Defense industrial stocks are a unique and diverse sector of stocks, as they transgress wider boundaries of target markets when compared against more commercial industrial companies. For example, BHP (BHP) is predominately a mining and energy company focused on natural resources, while LMT is a defense industrial stock, working on complex platforms and programs for the defense and government security sectors, stretching across four equally unique business groups - aeronautics, electronic systems, information systems and global solutions (IS&GS), and space systems. Like BA, the sheer variety of programs and projects for LMT presents its own challenges in managing them, especially in tight economic markets that exist at present. Complicating this further is the external influences from politics, both from the government itself and its government departments.
How these defense industrial companies are viewed by investors is also as equally important as to how they are viewed by government (prime vendors), as well as their own personnel (the management that drive the company’s strategic direction and the technical personnel who design, develop and produce the end product).

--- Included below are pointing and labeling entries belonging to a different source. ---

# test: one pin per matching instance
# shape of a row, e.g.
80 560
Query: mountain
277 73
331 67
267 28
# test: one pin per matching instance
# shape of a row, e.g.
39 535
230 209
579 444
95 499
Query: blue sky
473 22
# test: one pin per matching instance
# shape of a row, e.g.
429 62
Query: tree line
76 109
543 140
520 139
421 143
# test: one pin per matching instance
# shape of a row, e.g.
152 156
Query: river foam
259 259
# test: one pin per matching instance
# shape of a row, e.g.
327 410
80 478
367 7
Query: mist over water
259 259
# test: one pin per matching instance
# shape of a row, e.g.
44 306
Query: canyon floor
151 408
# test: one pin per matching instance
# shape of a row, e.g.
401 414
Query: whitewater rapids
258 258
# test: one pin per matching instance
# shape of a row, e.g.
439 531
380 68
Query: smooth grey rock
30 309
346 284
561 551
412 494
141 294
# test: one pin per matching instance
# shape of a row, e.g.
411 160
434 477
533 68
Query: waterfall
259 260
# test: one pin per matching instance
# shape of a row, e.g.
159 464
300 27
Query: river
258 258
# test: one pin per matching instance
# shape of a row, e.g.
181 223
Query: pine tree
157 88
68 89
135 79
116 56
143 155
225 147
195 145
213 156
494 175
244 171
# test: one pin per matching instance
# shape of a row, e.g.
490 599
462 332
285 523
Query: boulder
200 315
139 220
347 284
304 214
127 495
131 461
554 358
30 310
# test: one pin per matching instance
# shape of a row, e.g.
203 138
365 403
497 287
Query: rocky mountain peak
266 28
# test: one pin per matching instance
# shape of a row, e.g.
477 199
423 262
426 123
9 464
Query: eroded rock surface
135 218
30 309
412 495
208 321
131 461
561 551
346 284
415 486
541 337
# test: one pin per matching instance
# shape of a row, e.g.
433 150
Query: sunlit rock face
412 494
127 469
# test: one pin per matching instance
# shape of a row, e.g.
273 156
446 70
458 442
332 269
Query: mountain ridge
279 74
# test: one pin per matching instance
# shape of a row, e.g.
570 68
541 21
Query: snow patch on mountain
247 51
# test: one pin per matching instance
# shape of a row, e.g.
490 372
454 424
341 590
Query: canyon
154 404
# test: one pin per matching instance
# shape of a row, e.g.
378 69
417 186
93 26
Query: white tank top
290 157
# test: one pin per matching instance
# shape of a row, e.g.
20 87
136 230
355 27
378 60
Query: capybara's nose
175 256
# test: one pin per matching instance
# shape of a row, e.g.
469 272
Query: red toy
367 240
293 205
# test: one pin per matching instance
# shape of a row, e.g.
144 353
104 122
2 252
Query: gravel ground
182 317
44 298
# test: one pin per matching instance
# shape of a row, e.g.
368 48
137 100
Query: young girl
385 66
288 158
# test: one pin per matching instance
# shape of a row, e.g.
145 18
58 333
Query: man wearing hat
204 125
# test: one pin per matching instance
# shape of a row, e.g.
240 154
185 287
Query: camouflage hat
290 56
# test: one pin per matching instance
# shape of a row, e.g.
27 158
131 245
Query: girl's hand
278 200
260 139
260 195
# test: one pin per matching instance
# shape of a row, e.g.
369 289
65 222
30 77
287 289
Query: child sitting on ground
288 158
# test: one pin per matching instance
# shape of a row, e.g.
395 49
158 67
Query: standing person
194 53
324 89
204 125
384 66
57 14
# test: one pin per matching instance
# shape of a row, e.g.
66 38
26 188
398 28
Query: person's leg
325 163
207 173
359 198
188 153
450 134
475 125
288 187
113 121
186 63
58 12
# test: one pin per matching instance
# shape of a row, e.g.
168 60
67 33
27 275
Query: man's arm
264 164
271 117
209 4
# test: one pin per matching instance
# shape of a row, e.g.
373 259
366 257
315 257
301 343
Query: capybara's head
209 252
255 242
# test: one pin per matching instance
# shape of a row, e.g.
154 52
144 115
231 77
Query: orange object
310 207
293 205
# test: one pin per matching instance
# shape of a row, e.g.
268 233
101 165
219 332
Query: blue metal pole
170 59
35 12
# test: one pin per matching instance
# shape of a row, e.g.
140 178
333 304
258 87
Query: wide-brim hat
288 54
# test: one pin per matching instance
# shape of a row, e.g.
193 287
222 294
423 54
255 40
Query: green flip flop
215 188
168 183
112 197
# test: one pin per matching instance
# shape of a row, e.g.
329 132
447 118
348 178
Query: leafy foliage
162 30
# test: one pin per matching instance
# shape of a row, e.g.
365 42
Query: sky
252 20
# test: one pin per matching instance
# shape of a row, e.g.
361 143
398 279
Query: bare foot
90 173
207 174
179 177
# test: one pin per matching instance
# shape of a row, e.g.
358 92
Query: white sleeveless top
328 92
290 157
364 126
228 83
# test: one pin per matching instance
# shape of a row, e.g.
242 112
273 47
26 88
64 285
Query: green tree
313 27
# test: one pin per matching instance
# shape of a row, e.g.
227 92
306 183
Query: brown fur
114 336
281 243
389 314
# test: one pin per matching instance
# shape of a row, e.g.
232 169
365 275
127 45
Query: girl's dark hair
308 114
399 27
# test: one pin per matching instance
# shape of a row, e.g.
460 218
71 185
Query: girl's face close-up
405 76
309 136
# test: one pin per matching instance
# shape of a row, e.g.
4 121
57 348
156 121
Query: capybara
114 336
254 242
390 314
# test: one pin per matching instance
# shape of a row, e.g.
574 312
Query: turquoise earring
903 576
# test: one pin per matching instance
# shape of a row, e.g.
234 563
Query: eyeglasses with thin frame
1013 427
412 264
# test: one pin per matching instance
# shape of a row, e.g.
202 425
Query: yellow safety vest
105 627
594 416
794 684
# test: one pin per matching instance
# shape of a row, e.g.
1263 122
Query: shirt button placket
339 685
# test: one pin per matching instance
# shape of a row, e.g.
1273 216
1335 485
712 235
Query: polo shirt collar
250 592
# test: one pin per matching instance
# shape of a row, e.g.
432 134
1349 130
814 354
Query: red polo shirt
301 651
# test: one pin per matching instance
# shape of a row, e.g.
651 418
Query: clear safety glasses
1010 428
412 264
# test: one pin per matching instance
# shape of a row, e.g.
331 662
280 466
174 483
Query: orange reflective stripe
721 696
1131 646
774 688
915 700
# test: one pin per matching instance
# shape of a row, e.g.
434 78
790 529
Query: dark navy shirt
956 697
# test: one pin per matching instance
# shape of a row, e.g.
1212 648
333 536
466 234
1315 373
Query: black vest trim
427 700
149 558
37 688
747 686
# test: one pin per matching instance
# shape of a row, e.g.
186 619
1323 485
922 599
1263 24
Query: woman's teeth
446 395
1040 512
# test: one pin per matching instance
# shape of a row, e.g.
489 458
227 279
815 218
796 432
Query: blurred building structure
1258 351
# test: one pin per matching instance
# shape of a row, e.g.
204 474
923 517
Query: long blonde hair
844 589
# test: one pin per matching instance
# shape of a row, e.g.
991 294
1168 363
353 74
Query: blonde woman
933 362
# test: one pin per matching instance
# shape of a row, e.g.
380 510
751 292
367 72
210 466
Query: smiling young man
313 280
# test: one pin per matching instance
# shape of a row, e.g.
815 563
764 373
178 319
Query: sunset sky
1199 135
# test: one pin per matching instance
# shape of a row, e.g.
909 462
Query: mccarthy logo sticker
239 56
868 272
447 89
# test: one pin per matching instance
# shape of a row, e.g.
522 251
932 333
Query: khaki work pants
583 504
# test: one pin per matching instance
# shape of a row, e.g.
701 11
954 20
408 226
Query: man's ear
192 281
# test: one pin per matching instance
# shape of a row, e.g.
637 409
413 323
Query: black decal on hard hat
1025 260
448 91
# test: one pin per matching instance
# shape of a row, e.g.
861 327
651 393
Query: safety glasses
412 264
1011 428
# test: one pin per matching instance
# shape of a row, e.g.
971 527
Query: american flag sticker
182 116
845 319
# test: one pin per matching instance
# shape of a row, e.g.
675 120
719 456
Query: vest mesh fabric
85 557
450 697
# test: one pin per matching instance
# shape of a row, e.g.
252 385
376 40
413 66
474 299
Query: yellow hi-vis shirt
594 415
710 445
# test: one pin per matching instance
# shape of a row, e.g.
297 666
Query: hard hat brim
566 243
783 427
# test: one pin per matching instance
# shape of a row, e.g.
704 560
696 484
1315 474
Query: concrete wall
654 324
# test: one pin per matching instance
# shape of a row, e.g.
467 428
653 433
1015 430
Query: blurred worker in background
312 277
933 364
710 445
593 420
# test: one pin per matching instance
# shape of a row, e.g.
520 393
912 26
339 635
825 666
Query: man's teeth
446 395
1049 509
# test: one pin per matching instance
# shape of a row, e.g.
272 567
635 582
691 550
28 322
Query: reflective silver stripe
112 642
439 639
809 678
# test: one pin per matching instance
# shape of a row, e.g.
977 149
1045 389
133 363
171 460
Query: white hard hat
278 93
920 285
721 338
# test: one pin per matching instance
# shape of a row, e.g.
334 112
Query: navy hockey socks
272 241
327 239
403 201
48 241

The perception and input of these three groups ultimately shapes the intrinsic value of the company, its stock price and its market capitalization. Defense Industry Daily released a report on September 13 which summarizes the results of market research conducted on the top 20 defense industrial companies. Of note, the information contained in the report is that it was based on the input of 600 defense industry executives, procurement officers, project managers and other employment roles within these firms, and from all accounts some of these inputs are pretty honest from a "Chattem House" rules perspective.
An overall general summary of these results and how each of these defense industrials perform against each other is depicted in the following bubble graph.
Click to enlarge
Graphic from Defense Industry Daily
In reviewing the executive summary of the report, I was interested to see the different perspectives and graphical depictions of performance measures, especially when comments are coming from internal to the company (a variant of 360 degrees reporting). Likewise, the differing perceptions of each company from military personnel versus company personnel were intriguing. One of my favorite observations which struck a personal note was that of “Projects being won by the A-team, following which the A-team moves on to the next hunt, while the B or C-teams move in to execute the project."
For investors with an interest in leading defense industrial stocks, the free executive summary is well worth reading, and can be accessed (here). Investors with a large stake of defense industrials in their investment portfolios, or fund managers carrying large holdings, may be more interested in reading the reports (and sub reports) in their entirety (which I haven’t done and for which the privilege comes at a not insignificant fee). That said the quality of the market research given it is from inside the actual companies will offer more than a straight up fund manager or broking analyst assessment of the company’s stock value.
I for one was very interested in where BA, LMT and GD performed having written on them recently, and after reading the executive summary, I intend on researching Northrop Grumman (NOC) and Honeywell (HON) in more detail soon. The report states that in terms of quality in its products, the major U.S. prime contractors have a large quality advantage over the smaller to medium size companies, and I believe this is reflective of equipment produced by BA, GD and LMT. These companies are also more likely to syndicate their efforts in future programs, to integrate multiple capabilities into complex equipment, and again their size will place them at a significant advantage over their smaller competitors, and allow them to keep their overheads low.
I still believe that BA and GD are suitable long term positions to enter, currently trading at a discount to their intrinsic value. GD is a time proven performer and has demonstrated it can sustain both capital growth and revenue growth while maintaining a dividend cash stream return for investors. Likewise, BA pays a consistent dividend, has a strong financial surplus, and consistent cash flow revenue from government contracts. Both of these companies offer future capital growth and income through dividend cash flow, are suitably diversified across their business groups, and this is reflected in where they sit performance wise within the top 20 defense industrial stocks. LMT is also a good prospect, though is more reliant on pure security/defense projects, but offers an upside for dividend growth investors with the company’s dividend return recently predicted to grow to 5-6% (see my earlier article on LMT). Having read the report also I would need to revisit my original assessment on KBR given its clear non-performance (on defense programs) outlined in this report.
The executive summary outline of key strengths and weaknesses makes it worthwhile reading for anyone thinking of investing some of their portfolio in defense industrials soon. Investors will appreciate that the report is based on input from all levels of technical expertise from different personnel roles within the companies, which is a unique take on performance reporting for these firms.
Additional disclosure: Disclaimer: This advice is general in nature only and investors should seek independent financial advice before making any investments of their own.